At the same time, I found a man in town who runs a counseling clinic for drug and alcohol dependency. He also had a class for pain management, which is why I was taking Oxycontin to begin with, so I signed up for this 16 week class. Patrick told me that roughly 10% of the population will become addicted to drugs like Oxycontin and Cymbalta and will have a hard time getting off of them. I was one of those 10%.
I also found a massage therapist and acupuncturist at the clinic Tim was going to for chiropractic treatments. Ironically, massage and acupuncture are two of the non-medication treatments recommended in the pain management class.
I started the classes, weekly massages and acupuncture treatments and a Oxycontin detox schedule in March.
In that time, I've learned many ways to cope with the pain I was having, most of which by now was caused by the withdrawal process, and have graduated from the class; I've gone from 120mg of Oxycontin a day to 20mg and next week I transition to the last leg of getting off of this drug for good.
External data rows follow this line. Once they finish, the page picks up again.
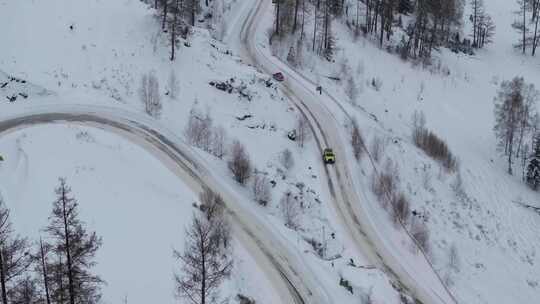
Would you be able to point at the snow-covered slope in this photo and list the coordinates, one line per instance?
(496, 239)
(96, 52)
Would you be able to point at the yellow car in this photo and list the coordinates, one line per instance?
(329, 157)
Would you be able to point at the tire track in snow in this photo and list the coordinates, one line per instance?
(247, 33)
(177, 156)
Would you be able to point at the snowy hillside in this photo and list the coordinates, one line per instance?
(82, 55)
(302, 231)
(477, 210)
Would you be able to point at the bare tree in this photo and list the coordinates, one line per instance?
(303, 130)
(420, 233)
(42, 268)
(357, 141)
(199, 130)
(219, 142)
(290, 210)
(401, 208)
(287, 160)
(376, 148)
(26, 291)
(351, 90)
(239, 164)
(385, 184)
(149, 94)
(14, 256)
(204, 264)
(509, 108)
(453, 258)
(174, 86)
(75, 248)
(261, 190)
(213, 207)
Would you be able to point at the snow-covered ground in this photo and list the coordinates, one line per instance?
(496, 239)
(127, 196)
(101, 60)
(95, 53)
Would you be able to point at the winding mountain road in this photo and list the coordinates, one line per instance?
(352, 210)
(284, 268)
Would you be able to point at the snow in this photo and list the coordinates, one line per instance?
(495, 237)
(99, 64)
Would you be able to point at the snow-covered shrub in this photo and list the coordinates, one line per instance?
(357, 141)
(376, 148)
(261, 190)
(401, 208)
(149, 94)
(435, 147)
(290, 210)
(385, 184)
(240, 164)
(376, 83)
(286, 159)
(303, 130)
(420, 233)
I'm still getting massages and acupuncture, and with all of these wonderful progress, not only has the leaky wound, that Dr. K. said would never heal, healed, but it's completely gone. No sign of the either of the cancer tumors at all and the discoloration from the radiation and infections is slowly fading.
I now have no doubt that my cancer will not return, especially since what caused it is now out of my system as well. I am sleeping without medications, other than some herbal remedies occasionally (Kava Kava and Chamomile tea), and no more nightmares. My so-called high blood pressure that they insisted I needed medication for is perfectly normal. Food tastes good to me again, and while my diet isn't great yet, it is balancing out.
It's been 31 months since I was first diagnosed with cancer and I was pretty sick to begin with. It's been 15 months since I ended chemotherapy, and I spent 5 months during chemo being even sicker. It's been 10 months since I finally woke up and realized what was making me so sick. According to most doctors, I should be dead, but I'm healthier than I have been a very long time. I know it's still going to take some time. The affects of both chemo and drugs can stay in your system for up to two years after stopping. I have one year done on the chemo and will start my first year of being clean after drug dependence, exactly a year after I decided to change my life.
It's all been a learning experience. I realize now that if it hadn't been for the cancer, I would not have woken up and saw what I was doing to myself. I've healed from the trauma and no longer suffer from depression and PTSD. The anxiety issues have vastly improved and getting off of the Lorazepam will be next, but compared to the Cymbalta and Oxycontin, I think it will be much easier.
Looking back, I've survived a lot of things... the car accident, Courtney's death, cancer three times, and drug dependence. I've proved to myself that I can survive these things and learn some important lessons in the process. And that's what it's all about.